While automation costs can be high when it is first implemented, organizations will lose money if they do not take it on. While their competitors will be pushing products and updates faster to market, they will lag behind by not being able to expand operations and provide positive user experiences.
Of course, calculating the costs of not implementing automation is a lot trickier, and varies from organization to organization. It especially requires research about competitor methods, the latest innovations in test automation, and related factors.
The Role of Real Devices
When calculating test automation ROI, take into consideration that tests must be run on real browsers and devices, not emulators and simulators. Remember that device fragmentation is a major concern for every developer and tester. Every website has to work seamlessly on multiple device-browser-OS combinations. With 9000+ distinct devices being used to access the internet globally, all software has to be optimized for different configurations, viewports, and screen resolutions.

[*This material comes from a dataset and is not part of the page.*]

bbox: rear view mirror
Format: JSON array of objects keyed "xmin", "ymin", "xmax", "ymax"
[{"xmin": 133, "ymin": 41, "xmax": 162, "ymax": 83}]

In this state, no emulator or simulator can replicate real user conditions. Software needs to be tested on real devices so that they can work in real-world circumstances such as a low battery, incoming calls, weak network strength, and so on. If an in-house lab is not accessible, opt for a cloud-based testing option that offers real devices. BrowserStack’s cloud Selenium grid offers 2000+ real devices and browsers for automated testing. That means users can run tests on multiple real devices and browsers by simply signing up, logging in, and selecting the required combinations. Testers can also conduct Cypress testing on 30+ real browser versions across Windows and macOS. Detect bugs before users do by testing software in real user conditions with BrowserStack.
While establishing an automation pipeline can seem daunting in terms of initial time, money, and effort, calculating test automation ROI can effectively demonstrate how it adds value to QA operations. With agility taking priority among digital customers and software users, automated testing is here to stay, and stakeholders would do well to implement them ahead of time and get a head start on their market competition.